16. Corrected QT interval calculated by the Fridericia formula (QTcF) > 480 ms per electrocardiogram (ECG) performed within 14 days before first dose of study treatment. Note: Triplicate ECG evaluations will be performed and the average of these 3 consecutive results for QTcF will be used to determine eligibility.

17. History of psychiatric illness likely to interfere with ability to comply with protocol requirements or give informed consent.

18. Inability to swallow tablets or ingest a suspension either orally or by a nasogastric (NG) or gastrostomy (PEG) tube.

19. Previously identified allergy or hypersensitivity to components of the study treatment formulations.

20. Prior malignancy which required active therapy within 2 years before first dose of study drug.

    Notes:

    • Inclusion of patients with prior malignancies is allowed if the risk of the prior malignancy interfering with either safety or efficacy end points is very low, as assessed by the treating investigator.
    • Patients with a previously treated malignancy are eligible to participate if all treatment of that malignancy was completed at least 2 years before registration and the patient has no evidence of disease.
    • Patients who have a concurrent malignancy that is clinically stable and does not require tumor-directed treatment are allowed to participate.

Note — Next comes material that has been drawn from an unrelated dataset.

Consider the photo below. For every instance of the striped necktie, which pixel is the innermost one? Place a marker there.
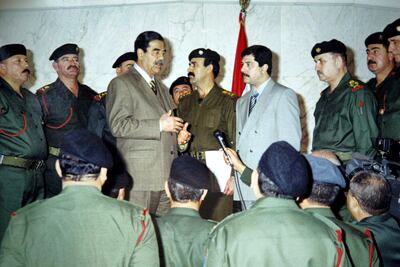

21. Other conditions which, in the opinion of the treating Investigator, would compromise the safety of the patient or the patient's ability to complete the study.

Study & Design

• Study Type: INTERVENTIONAL
• Study Design: SINGLE_GROUP

Arm && Interventions

Group	Intervention	Description
Zanzalintinib	Zanzalintinib	Zanzalintinib 60mg orally (PO) will be given once daily in subjects with AVPC.

Primary Outcome Measures

Name	Time	Method
Radiographic progression free survival (rPFS)	6 months	For bone lesions, rPFS is defined as the date of Cycle 1 Day 1 to date of progression of bone lesions per PCWG3 criteria or death whichever occurs first.

Secondary Outcome Measures

Name	Time	Method
Adverse Events	4 years	Safety of the zanzalintinib will be assessed based on Common Terminology Criteria for Adverse Events (CTCAE) version 5.0
Overall Survival	4 years	Overall survival (OS) will be measured from date of registration to date of death from any cause censored at the date of last follow-up.
Objective response rate (ORR)	4 years	ORR will be the proportion of patients with measurable disease achieving either a confirmed complete response or a partial response per RECIST 1.1 for patients with measurable disease.
Duration of response (DoR)	4 years	DOR will be measured from the time a partial response or complete response is first noted until the date of progression as defined by RECIST version 1.1 for patients with measurable disease.
Quality of life (QOL)	4 years	QOL will be assessed by changes in FACT-P. The response scale is a 5-point Likert-type scale with 0 being the minimum value and 4 being the maximum value for each individual question. The minimum score for the entire questionnaire is 0 and the maximum score is 156. The higher the score, the better the quality of life.
Time to first subsequent anti-cancer therapy or death	4 years	Time to first subsequent anti-cancer treatment will be defined as the time from the start of a zanzalintinib to the start of the next line of therapy or death. Subjects alive without a next line of therapy at the end of follow-up will be censored.